Die Liberalisierung des Eisenbahnmarktes ist aus meiner Sicht ein Irrweg, der bis auf Ausnahmefälle nicht zu besseren, sondern in vielen Fällen zu schlechteren Verbindungen insbesondere im grenzüberschreitenden Verkehr geführt hat. Vor einigen Jahrzehnten gab es auf vielen Strecken durch Europa bessere Bahnverbindungen als heute, weil die damaligen Staatsbahnen meist sehr gut zusammengearbeitet haben. Heute sehen sich diese Bahnen aufgrund der Liberalisierung gegenseitig als Wettbewerber und machen sich gegenseitig Konkurrenz in den jeweils anderen Ländern, was eine Zusammenarbeit erheblich erschwert und wodurch viele dieser grenzüberschreitenden Verbindungen insbesondere im Nachtzugverkehr weggefallen sind.

Im Mittelpunkt der Bahnpolitik muss aus meiner Sicht die Kooperation der Bahnunternehmen stehen und nicht die Konkurrenz. Wir setzen uns für eine entsprechende Veränderung der EU-Eisenbahnpolitik ein, die bisher mit jedem der „Eisenbahnpakete“ die Liberalisierung noch weiter treibt. Stattdessen ist es höchste Zeit zu erkennen, dass diese Ideologie im Eisenbahnsektor offensichtlich nicht funktioniert und stattdessen eine Kooperation zugunsten von Fahrgästen, Klima und Umwelt gefördert werden muss.
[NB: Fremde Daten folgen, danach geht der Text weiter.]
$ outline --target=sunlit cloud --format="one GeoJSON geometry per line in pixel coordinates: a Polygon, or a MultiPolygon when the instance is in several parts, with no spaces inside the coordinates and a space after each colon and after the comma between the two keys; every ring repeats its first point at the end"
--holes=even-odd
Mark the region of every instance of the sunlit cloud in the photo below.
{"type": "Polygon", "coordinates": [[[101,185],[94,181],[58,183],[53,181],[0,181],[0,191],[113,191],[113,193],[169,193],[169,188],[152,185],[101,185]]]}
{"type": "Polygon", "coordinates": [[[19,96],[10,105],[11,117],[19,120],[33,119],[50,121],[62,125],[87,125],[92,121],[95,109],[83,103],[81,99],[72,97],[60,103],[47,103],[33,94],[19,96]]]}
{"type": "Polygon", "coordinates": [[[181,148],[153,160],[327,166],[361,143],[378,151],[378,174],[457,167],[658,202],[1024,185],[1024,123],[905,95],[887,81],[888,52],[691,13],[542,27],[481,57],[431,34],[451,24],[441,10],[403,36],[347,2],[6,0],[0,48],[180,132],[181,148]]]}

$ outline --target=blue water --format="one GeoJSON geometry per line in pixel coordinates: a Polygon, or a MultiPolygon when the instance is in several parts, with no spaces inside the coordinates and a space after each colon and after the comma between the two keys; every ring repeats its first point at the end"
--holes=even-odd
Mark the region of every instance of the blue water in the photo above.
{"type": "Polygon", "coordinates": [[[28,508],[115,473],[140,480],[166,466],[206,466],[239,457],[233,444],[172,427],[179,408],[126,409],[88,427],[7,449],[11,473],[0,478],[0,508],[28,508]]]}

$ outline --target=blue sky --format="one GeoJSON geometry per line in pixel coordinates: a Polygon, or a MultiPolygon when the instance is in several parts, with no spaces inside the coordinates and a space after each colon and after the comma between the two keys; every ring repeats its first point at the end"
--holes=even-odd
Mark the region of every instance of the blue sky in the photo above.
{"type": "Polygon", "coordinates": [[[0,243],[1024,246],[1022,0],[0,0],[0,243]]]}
Aus meiner Sicht muss alles getan werden, um die Bahn als Verkehrsträger gegenüber dem Flugzeug und auch dem Auto zu stärken. Dazu gehören faire Wettbewerbsbedingungen zwischen den Verkehrsträgern, aber auch Investitionen in das Bahnnetz statt in den weiteren Ausbau der Flughafen- und Straßeninfrastruktur. Für längere Reisen – wozu auf entsprechend ausgebauten Strecken sogar auch über 1000 km gehören sollten – sind Nachtzüge hier eine sehr komfortable Option für die Reise, die gefördert werden muss. Deshalb hat sich unsere Bundestagsfraktion auch sehr vehement für deren Erhalt eingesetzt (siehe Bundestagsdrucksachen 18/2494, 18/7904 u.a.). Die EU sollte hier – z.B. über die European Union Agency for Railways – auch die Rolle einer Koordinatorin zwischen den Eisenbahnunternehmen spielen, so dass wieder ein koordiniertes europaweites Netz von Tages- und Nachtzügen entstehen kann und somit die Bahn auf allen Strecken innerhalb Europas eine gute Alternative ist.

Die Kerosinsteuerbefreiung für den Luftverkehr muss innerhalb der EU aufgehoben werden. Auch die Mehrwertsteuerbefreiung für grenzüberschreitende Flüge, die in vielen EU-Ländern gilt, muss abgeschafft werden. Stattdessen sollte die Energiesteuer für den Bahnstrom, der schon heute einen erheblichen Anteil erneuerbarer Energien enthält, reduziert werden, und zusätzliche Belastungen auf diesen (z.B. die EEG-Umlage in Deutschland) sollten wegfallen. Die Besteuerung ist dabei zwar Aufgabe der nationalen Parlamente und wird von unserer Bundestagsfraktion auch so gefordert (siehe Bundestagsdrucksache 18/3746), eine entsprechende EU-Richtlinie müsste aus unserer Sicht aber hier die richtigen Vorgaben machen und damit auch sicherstellen, dass die nationalen Parlamente nicht immer mit der Begründung des angeblichen Wettbewerbs innerhalb der EU die luftverkehrsfreundlichen Regelungen beibehalten. Zudem muss die EU-Investitionspolitik so gestaltet werden, dass dabei die klimafreundlichen Verkehrsträger – allen voran die Bahn – gefördert werden.

Wir werden uns im Europaparlament dafür einsetzen, dass die EU als ersten Schritt eine groß angelegte Studie für ein Konzept für ein koordiniertes, europäisches Fernzugnetz beauftragt. Auf dieser Basis muss sie dann mit den europäischen Bahnen ins Gespräch gehen und mit diesen die schnelle Umsetzung eines solchen Konzepts erörtern. Ein EU-Förderprogramm sowohl für eventuell notwendige Strecken-Ausbaumaßnahmen (insbesondere in den Grenzbereichen) als auch für die Anschaffung des Wagenmaterials und den Betrieb der Linien muss sodann sicherstellen, dass diese Umsetzung auch tatsächlich stattfindet. Notwendig ist außerdem ein EU-weites vernetztes Buchungssystem, so dass die grenzüberschreitenden Züge mindestens so einfach buchbar werden, wie das heute bereits im Luftverkehr der Fall ist.